There is a line of "Cotons" that are of European descent, not from Madagascar, and those have recently gone with AKC. These have entered the show world, and will soon be coming from puppy mills, no doubt. If anyone wants a proper education in the Coton de Tulear, please see the CTCA website, www.cotonclub.org. CTCA was started by Dr. Robert Jay Russell, who first brought the Coton over from Madagascar in the early 1970s. My neighbors had one of the first of these Cotons in the U.S.

I would have gotten a true Coton de Tulear, but they are twice a expensive as a Havanese, and as long as you are careful with your Havanese breeder I don't see the real advantage unless you just want a Coton. But they are great dogs.


----------



## jenisny (Aug 26, 2010)

Mojo's Mom said:


> There are Cotons and Cotons. The real Coton de Tulear, from Madagascar, is a rare breed, not part of AKC, fabulous dogs with light, cottony hair and superficially very similar to the Havanese. They are both part of the bichon family.
> 
> There is a line of "Cotons" that are of European descent, not from Madagascar, and those have recently gone with AKC. These have entered the show world, and will soon be coming from puppy mills, no doubt. If anyone wants a proper education in the Coton de Tulear, please see the CTCA website, www.cotonclub.org. CTCA was started by Dr. Robert Jay Russell, who first brought the Coton over from Madagascar in the early 1970s. My neighbors had one of the first of these Cotons in the U.S.
> 
> I would have gotten a true Coton de Tulear, but they are twice a expensive as a Havanese, and as long as you are careful with your Havanese breeder I don't see the real advantage unless you just want a Coton.

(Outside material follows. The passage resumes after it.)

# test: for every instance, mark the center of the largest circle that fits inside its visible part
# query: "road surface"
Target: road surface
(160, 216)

But they are great dogs.


I love the Havanese already. They are expensive enough for us, but so far, we love this dog. I can't wait to take him home. I have a sneaky suspicion that we might become hooked and get another one in a few years. We will see.


----------



## galaxie (Dec 1, 2009)

^ "In a few years"? hehe I will be shocked if anyone can resist for that long! For most of us it's a few months


----------



## jenisny (Aug 26, 2010)

galaxie said:


> ^ "In a few years"? hehe I will be shocked if anyone can resist for that long! For most of us it's a few months


Well, it will take at least a year to get this puppy settled in with all the kinks worked out. I have two small boys to keep me busy too, so one is enough for now! Plus my breeder would not let me get a new one until this one is older. She knows what is on my plate.


----------



## Sissygirl (Aug 8, 2007)

Very sweet pictures!


----------